And then the significance of the moment hits me.

I will die for you, Bray! I will die WITH you!

Her lips quiver uncontrollably. She stares deeply into my eyes for what feels like forever. And then she shakes her head no, the barrel of the gun moving with the movement of her head.

Don’t say that!” she roars.

“I will!” I scream, and then I try to calm myself enough to make her understand. I inch closer. “Brayelle, this, this moment right here is the ‘anything’ I vowed to you last night. You didn’t ask me to prove it, but I’m going to prove it anyway—don’t look away from my eyes,” I say, and she looks back up. “Stay with me. Right here.” I point at my eyes with my index and middle finger. “If this is what you really want, then I go down with you. I don’t want to live without you, either. We’re in this together. We always have been. I won’t abandon you now.
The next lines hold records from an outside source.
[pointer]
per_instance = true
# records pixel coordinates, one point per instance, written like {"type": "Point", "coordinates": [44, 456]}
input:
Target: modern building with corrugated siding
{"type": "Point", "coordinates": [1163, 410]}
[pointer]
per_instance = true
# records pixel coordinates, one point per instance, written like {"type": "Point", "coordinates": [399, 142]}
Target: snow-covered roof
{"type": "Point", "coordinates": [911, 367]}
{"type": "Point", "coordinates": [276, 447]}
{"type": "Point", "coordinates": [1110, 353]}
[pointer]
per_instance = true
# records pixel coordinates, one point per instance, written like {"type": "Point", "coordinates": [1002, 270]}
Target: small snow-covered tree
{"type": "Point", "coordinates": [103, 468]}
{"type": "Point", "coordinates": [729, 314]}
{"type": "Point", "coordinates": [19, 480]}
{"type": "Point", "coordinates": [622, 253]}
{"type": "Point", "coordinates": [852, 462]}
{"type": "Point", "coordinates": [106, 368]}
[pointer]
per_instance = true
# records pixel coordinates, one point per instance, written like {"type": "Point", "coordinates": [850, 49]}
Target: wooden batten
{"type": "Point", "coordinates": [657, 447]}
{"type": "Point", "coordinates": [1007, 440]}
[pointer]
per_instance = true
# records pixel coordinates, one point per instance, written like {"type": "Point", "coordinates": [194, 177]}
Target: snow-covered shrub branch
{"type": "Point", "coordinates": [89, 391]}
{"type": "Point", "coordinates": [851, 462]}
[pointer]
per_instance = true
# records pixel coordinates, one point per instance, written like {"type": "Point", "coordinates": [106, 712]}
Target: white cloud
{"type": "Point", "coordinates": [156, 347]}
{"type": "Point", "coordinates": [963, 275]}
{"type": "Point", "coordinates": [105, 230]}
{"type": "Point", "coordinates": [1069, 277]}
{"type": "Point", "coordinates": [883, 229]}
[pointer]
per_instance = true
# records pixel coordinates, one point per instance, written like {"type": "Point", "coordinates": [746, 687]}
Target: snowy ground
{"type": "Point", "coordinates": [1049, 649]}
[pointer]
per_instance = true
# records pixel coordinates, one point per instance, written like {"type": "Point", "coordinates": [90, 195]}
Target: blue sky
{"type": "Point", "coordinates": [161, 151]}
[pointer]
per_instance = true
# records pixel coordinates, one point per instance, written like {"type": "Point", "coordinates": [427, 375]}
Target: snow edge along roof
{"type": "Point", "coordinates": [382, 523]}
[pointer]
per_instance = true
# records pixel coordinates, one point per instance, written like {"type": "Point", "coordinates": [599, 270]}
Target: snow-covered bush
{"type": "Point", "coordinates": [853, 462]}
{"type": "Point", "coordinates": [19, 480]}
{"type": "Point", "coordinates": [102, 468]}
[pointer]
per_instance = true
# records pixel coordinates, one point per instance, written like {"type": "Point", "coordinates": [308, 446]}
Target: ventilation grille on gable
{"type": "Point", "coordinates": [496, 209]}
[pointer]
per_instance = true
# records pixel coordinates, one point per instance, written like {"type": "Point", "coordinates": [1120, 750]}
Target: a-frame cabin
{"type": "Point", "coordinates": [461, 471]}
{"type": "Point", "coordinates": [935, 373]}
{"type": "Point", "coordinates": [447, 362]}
I’ll die with you if you think death is the only way.”

She shakes her head, over and over, and tries fruitlessly to produce words.

“I don’t want you to die because of me,” she finally says, her voice raspy from crying so much and so hard.

“I want to live, Bray,” I say breathily, and with desperation. “I want to live a life with you. I want to marry you. I want to grow old and have babies with you. I want to live. But I’m prepared to die. Do you understand?”

“Why are you doing this?!” Her features are tortured, her body trembling.

“Because we belong together! In life and in death! Because without you I’m dead anyway!”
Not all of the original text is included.